Francuska policja rozbiła międzynarodowy gang, na którego czele stal 63-letni zubożały arystokrata, przedstawiający się jako prawosławny arcybiskup i szef religijnej organizacji charytatywnej. Obiecywał on bogatym rodzinom imigrantów sprowadzanie do Francji ich krewnych z Afryki. W rzeczywistości ci ostatni byli porywani przez bandytów, którzy następnie żądali wysokich okupów.

Fałszywy metropolita, który został aresztowany w regionie paryskim, proponował zamożnym rodzinom imigrantów „humanitarna pomoc”. Obiecywał, że ułatwi sprowadzenie do Francji ich krewnych, których życie znajdowało się w Afryce w niebezpieczeństwie. Ci ostatni byli jednak przewożeni najpierw na Cypr, gdzie byli przetrzymywani przez bandytów.  

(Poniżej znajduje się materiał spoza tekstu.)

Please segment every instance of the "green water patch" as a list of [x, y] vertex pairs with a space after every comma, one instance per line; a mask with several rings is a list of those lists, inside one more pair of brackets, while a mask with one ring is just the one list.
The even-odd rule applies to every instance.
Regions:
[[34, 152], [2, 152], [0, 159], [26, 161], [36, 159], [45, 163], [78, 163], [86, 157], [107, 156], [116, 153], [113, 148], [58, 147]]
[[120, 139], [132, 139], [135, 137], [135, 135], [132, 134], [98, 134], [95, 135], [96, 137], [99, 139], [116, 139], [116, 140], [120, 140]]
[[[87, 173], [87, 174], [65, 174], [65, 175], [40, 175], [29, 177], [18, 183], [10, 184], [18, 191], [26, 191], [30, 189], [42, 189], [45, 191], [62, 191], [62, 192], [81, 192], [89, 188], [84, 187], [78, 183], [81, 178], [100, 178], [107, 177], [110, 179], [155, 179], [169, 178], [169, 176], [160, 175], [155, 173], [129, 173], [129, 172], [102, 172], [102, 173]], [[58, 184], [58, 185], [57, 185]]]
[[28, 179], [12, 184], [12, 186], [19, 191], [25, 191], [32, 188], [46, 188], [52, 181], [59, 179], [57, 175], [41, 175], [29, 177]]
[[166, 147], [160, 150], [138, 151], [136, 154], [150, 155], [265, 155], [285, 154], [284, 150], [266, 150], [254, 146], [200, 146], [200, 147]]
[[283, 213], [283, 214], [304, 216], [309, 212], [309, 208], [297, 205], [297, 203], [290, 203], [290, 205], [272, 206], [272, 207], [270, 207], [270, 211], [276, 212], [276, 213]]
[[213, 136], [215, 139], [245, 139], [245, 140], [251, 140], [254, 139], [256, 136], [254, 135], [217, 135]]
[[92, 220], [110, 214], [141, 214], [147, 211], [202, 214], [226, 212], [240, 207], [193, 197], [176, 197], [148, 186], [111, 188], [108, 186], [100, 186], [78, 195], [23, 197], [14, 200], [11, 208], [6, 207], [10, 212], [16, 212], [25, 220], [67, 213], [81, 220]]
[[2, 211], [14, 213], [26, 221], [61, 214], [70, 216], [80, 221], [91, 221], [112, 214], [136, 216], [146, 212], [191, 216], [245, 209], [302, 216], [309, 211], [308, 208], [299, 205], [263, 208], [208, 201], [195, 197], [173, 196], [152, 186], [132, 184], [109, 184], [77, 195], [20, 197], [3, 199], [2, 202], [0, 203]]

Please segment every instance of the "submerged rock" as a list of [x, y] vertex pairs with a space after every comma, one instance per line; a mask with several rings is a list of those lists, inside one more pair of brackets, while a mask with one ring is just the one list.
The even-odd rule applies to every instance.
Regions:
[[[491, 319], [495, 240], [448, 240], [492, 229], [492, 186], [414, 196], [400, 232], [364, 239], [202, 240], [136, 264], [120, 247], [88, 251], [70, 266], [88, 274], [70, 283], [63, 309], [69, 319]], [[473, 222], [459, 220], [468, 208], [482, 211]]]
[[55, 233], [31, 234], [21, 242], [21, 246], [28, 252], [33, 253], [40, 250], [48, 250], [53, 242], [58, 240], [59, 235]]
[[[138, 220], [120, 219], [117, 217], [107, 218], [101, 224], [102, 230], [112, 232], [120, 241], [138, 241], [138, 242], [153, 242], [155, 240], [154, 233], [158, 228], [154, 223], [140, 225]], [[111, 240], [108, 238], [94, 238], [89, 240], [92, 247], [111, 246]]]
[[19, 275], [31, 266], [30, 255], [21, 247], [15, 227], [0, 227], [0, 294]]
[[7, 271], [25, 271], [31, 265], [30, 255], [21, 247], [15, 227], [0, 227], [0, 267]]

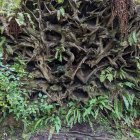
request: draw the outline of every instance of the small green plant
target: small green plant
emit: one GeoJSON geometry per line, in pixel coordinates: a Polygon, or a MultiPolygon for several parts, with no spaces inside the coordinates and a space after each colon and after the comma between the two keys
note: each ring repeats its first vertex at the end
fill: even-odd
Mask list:
{"type": "Polygon", "coordinates": [[[63,55],[62,53],[65,52],[64,45],[61,44],[61,46],[56,48],[56,53],[55,53],[55,59],[58,59],[60,62],[63,60],[63,55]]]}

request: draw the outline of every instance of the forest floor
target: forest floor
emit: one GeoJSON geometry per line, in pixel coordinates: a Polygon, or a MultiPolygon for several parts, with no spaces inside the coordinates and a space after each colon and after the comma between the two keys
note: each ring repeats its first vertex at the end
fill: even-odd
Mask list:
{"type": "Polygon", "coordinates": [[[102,125],[94,122],[93,128],[87,123],[76,124],[70,129],[63,127],[59,134],[52,135],[45,129],[33,134],[23,133],[21,124],[14,122],[9,127],[7,123],[1,125],[0,140],[139,140],[126,130],[123,134],[119,129],[114,130],[106,122],[102,125]]]}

Rzekomy arcybiskup tłumaczył wtedy rodzinom, że powstały „nieprzewidziane problemy” i koszty „charytatywnej akcji” nagle wzrosły. W praktyce - jak podkreślają policjanci - żądał od nich za każdym razem kilkudziesięciu tysięcy euro okupu. Grozi mu do 15 lat wiezienia. Interpol poszukuje jego wspólników.